Twenty-three trials of six anticonvulsants were considered eligible (1,074 patients). The only placebo-controlled study in acute pain found no analgesic effect of sodium valproate. Three placebo-controlled studies of carbamazepine in trigeminal neuralgia had a combined NNT (95% confidence interval (CI)) for effectiveness of 2.5 (CI 2.0-3.4). A single placebo-controlled trial of gabapentin in post-herpetic neuralgia had an NNT of 3.2 (CI 2.4-5.0). For diabetic neuropathy NNTs for effectiveness were as follows: (one RCT for each drug) carbamazepine 2.3 (CI 1.6-3.8), gabapentin 3.8 (CI 2.4-8.7) and phenytoin 2.1 (CI 1.5-3.6). Numbers-needed-to-harm (NNHs) were calculated where possible by combining studies for each drug entity irrespective of the condition treated. The results were, for minor harm, carbamazepine 3.7 (CI 2.4-7.8), gabapentin 2.5 (CI 2.0-3.2), phenytoin 3.2 (CI 2.1-6.3). NNHs for major harm were not statistically significant for any drug compared with placebo. Phenytoin had no effect in irritable bowel syndrome, and carbamazepine little effect in post-stroke pain. Clonazepam was effective in one study of temporomandibular joint dysfunction.
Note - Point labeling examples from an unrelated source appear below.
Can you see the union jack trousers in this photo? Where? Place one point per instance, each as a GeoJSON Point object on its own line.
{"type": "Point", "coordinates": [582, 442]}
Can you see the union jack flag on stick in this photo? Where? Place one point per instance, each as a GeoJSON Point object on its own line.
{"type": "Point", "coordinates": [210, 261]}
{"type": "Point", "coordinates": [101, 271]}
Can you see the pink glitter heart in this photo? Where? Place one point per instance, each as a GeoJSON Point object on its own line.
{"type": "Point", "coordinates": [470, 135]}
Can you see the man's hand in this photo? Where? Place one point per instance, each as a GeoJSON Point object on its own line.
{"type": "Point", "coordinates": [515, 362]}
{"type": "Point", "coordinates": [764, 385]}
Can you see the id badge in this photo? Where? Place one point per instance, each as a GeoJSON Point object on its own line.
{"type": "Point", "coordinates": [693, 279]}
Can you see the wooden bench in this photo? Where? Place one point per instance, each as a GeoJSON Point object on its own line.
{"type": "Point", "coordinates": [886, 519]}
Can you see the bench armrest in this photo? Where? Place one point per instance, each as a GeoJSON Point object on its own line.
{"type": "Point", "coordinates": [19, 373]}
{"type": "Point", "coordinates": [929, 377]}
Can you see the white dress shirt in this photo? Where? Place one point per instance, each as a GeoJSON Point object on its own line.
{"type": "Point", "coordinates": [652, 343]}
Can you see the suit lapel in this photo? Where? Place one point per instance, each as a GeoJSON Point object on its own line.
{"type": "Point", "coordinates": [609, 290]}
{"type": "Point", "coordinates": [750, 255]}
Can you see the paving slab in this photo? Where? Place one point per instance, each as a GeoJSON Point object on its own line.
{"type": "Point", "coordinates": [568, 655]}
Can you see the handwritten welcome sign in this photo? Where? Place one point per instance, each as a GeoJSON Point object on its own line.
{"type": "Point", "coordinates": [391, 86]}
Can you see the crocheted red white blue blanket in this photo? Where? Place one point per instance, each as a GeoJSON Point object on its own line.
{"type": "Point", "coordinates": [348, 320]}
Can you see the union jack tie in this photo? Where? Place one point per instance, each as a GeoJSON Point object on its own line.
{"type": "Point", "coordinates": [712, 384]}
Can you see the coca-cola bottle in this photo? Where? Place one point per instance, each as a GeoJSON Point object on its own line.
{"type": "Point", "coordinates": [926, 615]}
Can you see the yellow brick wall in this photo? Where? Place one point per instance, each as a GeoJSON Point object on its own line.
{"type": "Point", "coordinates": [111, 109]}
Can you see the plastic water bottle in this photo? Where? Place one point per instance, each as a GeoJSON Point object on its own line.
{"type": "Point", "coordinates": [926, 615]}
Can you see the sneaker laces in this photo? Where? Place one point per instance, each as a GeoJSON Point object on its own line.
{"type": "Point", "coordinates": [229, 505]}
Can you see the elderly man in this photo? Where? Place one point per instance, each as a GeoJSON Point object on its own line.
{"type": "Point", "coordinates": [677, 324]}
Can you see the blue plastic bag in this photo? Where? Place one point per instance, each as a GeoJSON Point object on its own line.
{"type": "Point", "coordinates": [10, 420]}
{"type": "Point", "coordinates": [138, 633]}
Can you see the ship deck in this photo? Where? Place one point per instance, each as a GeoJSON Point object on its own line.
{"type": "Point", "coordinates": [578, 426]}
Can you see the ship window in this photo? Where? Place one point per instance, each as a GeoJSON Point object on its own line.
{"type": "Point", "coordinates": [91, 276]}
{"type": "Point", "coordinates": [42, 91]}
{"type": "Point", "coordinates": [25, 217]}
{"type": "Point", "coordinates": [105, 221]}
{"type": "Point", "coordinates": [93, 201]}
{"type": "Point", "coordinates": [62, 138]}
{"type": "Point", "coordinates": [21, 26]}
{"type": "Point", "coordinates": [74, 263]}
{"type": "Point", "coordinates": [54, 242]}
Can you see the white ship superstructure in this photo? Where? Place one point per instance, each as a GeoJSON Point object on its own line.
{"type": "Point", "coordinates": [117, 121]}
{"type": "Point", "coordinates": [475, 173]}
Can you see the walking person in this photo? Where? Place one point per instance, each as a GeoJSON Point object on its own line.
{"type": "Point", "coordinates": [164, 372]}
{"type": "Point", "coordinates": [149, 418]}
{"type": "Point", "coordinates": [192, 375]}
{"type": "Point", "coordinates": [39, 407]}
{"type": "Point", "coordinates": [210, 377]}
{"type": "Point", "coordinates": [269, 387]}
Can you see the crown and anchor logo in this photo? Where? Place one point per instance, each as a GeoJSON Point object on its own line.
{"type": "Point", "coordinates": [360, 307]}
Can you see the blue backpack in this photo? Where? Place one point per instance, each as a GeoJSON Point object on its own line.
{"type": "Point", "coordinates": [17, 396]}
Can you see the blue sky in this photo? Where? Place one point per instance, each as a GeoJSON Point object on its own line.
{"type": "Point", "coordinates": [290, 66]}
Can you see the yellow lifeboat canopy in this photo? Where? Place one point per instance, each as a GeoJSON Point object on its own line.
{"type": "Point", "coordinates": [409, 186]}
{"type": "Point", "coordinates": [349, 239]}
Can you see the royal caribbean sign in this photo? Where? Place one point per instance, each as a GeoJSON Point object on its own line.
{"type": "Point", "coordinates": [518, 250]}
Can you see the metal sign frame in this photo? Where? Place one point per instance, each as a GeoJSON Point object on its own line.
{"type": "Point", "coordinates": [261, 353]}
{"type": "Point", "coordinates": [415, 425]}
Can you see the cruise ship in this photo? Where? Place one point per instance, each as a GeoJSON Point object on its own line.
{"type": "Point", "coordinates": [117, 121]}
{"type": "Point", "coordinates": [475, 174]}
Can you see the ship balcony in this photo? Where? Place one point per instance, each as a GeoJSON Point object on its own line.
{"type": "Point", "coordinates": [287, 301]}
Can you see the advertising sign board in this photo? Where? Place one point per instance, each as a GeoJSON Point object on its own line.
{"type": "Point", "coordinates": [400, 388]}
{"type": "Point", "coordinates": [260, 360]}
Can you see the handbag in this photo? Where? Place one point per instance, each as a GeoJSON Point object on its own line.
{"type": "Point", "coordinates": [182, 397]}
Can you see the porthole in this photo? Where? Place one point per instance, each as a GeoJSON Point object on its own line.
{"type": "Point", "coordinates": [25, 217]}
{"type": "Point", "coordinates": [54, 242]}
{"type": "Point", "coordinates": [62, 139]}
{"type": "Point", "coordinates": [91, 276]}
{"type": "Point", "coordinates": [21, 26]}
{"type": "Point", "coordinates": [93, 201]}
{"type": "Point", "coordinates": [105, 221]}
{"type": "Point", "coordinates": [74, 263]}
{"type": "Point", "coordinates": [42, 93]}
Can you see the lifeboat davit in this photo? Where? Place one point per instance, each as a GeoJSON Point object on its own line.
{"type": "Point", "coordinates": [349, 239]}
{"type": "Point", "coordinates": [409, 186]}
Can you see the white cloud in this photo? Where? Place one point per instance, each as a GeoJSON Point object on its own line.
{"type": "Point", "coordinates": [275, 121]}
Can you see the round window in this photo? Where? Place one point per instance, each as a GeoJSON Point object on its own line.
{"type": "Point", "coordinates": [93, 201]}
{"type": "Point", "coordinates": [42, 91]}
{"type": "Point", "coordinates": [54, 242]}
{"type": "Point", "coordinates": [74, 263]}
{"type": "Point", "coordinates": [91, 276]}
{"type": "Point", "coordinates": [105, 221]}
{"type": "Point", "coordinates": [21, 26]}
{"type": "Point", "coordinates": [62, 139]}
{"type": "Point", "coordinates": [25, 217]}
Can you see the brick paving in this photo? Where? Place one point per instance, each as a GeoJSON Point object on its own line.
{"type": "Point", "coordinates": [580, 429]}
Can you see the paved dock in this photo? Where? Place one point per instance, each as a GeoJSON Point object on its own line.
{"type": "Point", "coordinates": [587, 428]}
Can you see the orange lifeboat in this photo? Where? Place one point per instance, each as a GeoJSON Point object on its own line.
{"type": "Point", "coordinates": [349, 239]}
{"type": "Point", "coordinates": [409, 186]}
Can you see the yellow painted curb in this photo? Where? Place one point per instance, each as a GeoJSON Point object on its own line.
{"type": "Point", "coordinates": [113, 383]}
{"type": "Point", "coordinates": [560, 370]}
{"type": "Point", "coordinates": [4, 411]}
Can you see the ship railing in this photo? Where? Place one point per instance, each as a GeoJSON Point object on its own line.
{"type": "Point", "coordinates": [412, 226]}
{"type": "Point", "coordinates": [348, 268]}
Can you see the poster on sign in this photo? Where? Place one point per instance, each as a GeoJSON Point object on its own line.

REVIEWER'S CONCLUSIONS: Although anticonvulsants are used widely in chronic pain surprisingly few trials show analgesic effectiveness. No trial compared different anticonvulsants. Only one studied considered cancer pain. There is no evidence that anticonvulsants are effective for acute pain. In chronic pain syndromes other than trigeminal neuralgia, anticonvulsants should be withheld until other interventions have been tried. While gabapentin is increasingly being used for neuropathic pain the evidence would suggest that it is not superior to carbamazepine.

摘要

背景

自20世纪60年代以来,抗惊厥药物一直用于疼痛管理。临床印象是,它们对慢性神经性疼痛有用,尤其是当疼痛呈刺痛或灼痛时。

目的

评估抗惊厥药物在临床实践中用于疼痛管理的镇痛效果和不良反应,并确定临床研究议程。本次修订排除偏头痛和头痛研究。

检索策略

通过医学索引数据库(1966 - 1999年)、荷兰医学文摘数据库(1994 - 1999年)、灰色文献数据库(1980 - 1999年)和考克兰对照试验注册库(CENTRAL/CCTR)(考克兰图书馆1999年第3期)确定抗惊厥药物治疗急性、慢性或癌痛的随机试验。此外,还手工检索了40种医学期刊。从检索到的论文参考文献列表以及与研究者联系中确定了其他报告。最近一次检索日期:1999年9月。

选择标准

报告抗惊厥药物对患者镇痛效果的随机试验,以主观疼痛评估作为主要或次要结局。

数据收集与分析

由两名独立审阅者提取数据,并对试验进行质量评分。根据二分数据计算个体研究和汇总数据的治疗所需人数(NNT),用于评估有效性、不良反应和与药物相关的研究撤药情况。

主要结果

六项抗惊厥药物的23项试验被认为符合条件(1074例患者)。唯一一项急性疼痛的安慰剂对照研究未发现丙戊酸钠有镇痛效果。三项卡马西平治疗三叉神经痛的安慰剂对照研究的合并NNT(95%置信区间(CI))为2.5(CI 2.0 - 3.4)。一项加巴喷丁治疗带状疱疹后神经痛的安慰剂对照试验的NNT为3.2(CI 2.4 - 5.0)。糖尿病性神经病变有效性的NNT如下:(每种药物一项随机对照试验)卡马西平2.3(CI 1.6 - 3.8),加巴喷丁3.8(CI 2.4 - 8.7),苯妥英2.1(CI 1.5 - 3.6)。在可能的情况下,通过合并每种药物实体的研究计算伤害所需人数(NNH),无论治疗的疾病如何。结果显示,轻微伤害方面,卡马西平3.7(CI 2.4 - 7.8),加巴喷丁2.5(CI 2.0 - 3.2),苯妥英3.2(CI 2.1 - 6.3)。与安慰剂相比,任何药物严重伤害的NNH均无统计学意义。苯妥英对肠易激综合征无效,卡马西平对中风后疼痛效果甚微。氯硝西泮在一项颞下颌关节功能障碍研究中有效。

审阅者结论

尽管抗惊厥药物在慢性疼痛中广泛使用,但令人惊讶的是,很少有试验显示出镇痛效果。没有试验比较不同的抗惊厥药物。只有一项研究考虑了癌痛。没有证据表明抗惊厥药物对急性疼痛有效。在三叉神经痛以外的慢性疼痛综合征中,在尝试其他干预措施之前应停用抗惊厥药物。虽然加巴喷丁越来越多地用于神经性疼痛,但证据表明它并不优于卡马西平。